Substituting the value of v₀ in Δt = 1.0 m / v₀:
Δt = 1.0 m / (v/2) = 2.0 m / v
Now, the uncertainty in velocity (Δv) is given by:
Δv = v - v₀
Substituting v₀ = v/2:
Δv = v - (v/2) = v/2
The uncertainty in momentum (Δp) is given by:
Δp = m * Δv
Substituting the value of mass (m) = 2.0 kg and Δv = v/2:
Δp = 2.0 kg * (v/2) = v kg·m/s
Finally, we can use the Heisenberg Uncertainty Principle to find the uncertainty in speed:
Δp * Δv ≥ h / (2π)
Substituting the value of h = 2π J.s and Δp = Δv = v/2:
(v/2) * (v/2) ≥ (2π J.s) / (2π)
Simplifying the equation:
(v²/4) ≥ 1 J.s
To find the minimum uncertainty in speed, we'll solve for v:
v² ≥ 4 J.s
v ≥ √(4 J.s)
v ≥ 2 m/s
Therefore, the minimum uncertainty in Fuzzy's speed is 2 m/s.
b) Using the uncertainty principle, we know that the product of the uncertainties in position and momentum is greater than or equal to h / (2π).
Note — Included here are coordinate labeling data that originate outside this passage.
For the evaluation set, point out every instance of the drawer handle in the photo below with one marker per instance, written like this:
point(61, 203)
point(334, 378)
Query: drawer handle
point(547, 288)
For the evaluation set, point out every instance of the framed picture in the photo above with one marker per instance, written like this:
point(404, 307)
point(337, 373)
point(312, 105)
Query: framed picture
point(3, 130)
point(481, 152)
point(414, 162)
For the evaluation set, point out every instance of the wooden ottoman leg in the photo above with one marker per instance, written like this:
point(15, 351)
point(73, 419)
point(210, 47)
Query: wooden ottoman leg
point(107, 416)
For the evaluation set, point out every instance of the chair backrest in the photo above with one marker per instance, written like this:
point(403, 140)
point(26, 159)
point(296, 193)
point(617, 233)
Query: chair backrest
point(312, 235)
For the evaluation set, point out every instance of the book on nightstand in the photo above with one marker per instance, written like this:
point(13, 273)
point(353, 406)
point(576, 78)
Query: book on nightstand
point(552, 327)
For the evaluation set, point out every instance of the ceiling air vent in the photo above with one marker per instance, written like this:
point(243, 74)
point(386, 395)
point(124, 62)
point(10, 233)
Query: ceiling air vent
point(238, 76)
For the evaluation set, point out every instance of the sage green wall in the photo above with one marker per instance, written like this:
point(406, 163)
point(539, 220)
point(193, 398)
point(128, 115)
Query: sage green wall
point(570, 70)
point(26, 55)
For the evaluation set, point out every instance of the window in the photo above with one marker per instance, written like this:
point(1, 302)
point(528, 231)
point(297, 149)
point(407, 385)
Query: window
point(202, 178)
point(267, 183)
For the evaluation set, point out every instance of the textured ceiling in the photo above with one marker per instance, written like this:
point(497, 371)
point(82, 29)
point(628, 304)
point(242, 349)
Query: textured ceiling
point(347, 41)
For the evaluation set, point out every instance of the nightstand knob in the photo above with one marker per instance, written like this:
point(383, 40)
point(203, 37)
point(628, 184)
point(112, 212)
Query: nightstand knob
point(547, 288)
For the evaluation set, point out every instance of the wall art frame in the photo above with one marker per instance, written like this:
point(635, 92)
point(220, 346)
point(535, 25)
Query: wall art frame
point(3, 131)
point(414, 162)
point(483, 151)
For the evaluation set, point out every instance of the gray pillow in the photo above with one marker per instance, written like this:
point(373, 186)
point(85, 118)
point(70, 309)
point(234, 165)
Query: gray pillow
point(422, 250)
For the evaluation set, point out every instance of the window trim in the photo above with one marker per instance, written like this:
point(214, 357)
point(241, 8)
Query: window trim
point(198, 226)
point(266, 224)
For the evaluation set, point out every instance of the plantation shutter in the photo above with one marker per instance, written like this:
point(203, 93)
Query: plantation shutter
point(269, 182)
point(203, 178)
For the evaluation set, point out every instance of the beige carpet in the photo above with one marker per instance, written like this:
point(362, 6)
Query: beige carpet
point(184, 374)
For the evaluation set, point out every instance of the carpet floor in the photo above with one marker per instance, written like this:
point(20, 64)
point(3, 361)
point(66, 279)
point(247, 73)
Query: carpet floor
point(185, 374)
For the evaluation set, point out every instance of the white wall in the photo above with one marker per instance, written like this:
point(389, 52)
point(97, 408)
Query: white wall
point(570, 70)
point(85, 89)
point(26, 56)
We can rearrange this equation to solve for the uncertainty in position (Δx):
Δx * Δp ≥ h / (2π)
Substituting the values, we have:
Δx * (m * Δv) ≥ h / (2π)
Substituting the value of mass (m) = 2.0 kg and Δv = v/2:
Δx * (2.0 kg * (v/2)) ≥ (2π J.s) / (2π)
Simplifying the equation:
Δx * (v kg·m/s) ≥ 1 J.s
Since we have already found the minimum uncertainty in speed to be 2 m/s, we can substitute this value:
Δx * (2 kg·m/s) ≥ 1 J.s
Simplifying further:
2Δx ≥ 1 kg·m/s
To find the uncertainty in position (Δx), we divide both sides of the equation by 2:
Δx ≥ 0.5 kg·m/s
Now, we can multiply the minimum uncertainty in speed (2 m/s) by the time interval (5.0 s) to find the uncertainty in position:
Δx = Δv * t
Δx = 0.5 kg·m/s * 5.0 s
Δx = 2.5 kg·m
Therefore, the uncertainty in position after 5.0 seconds is 2.5 kg·m.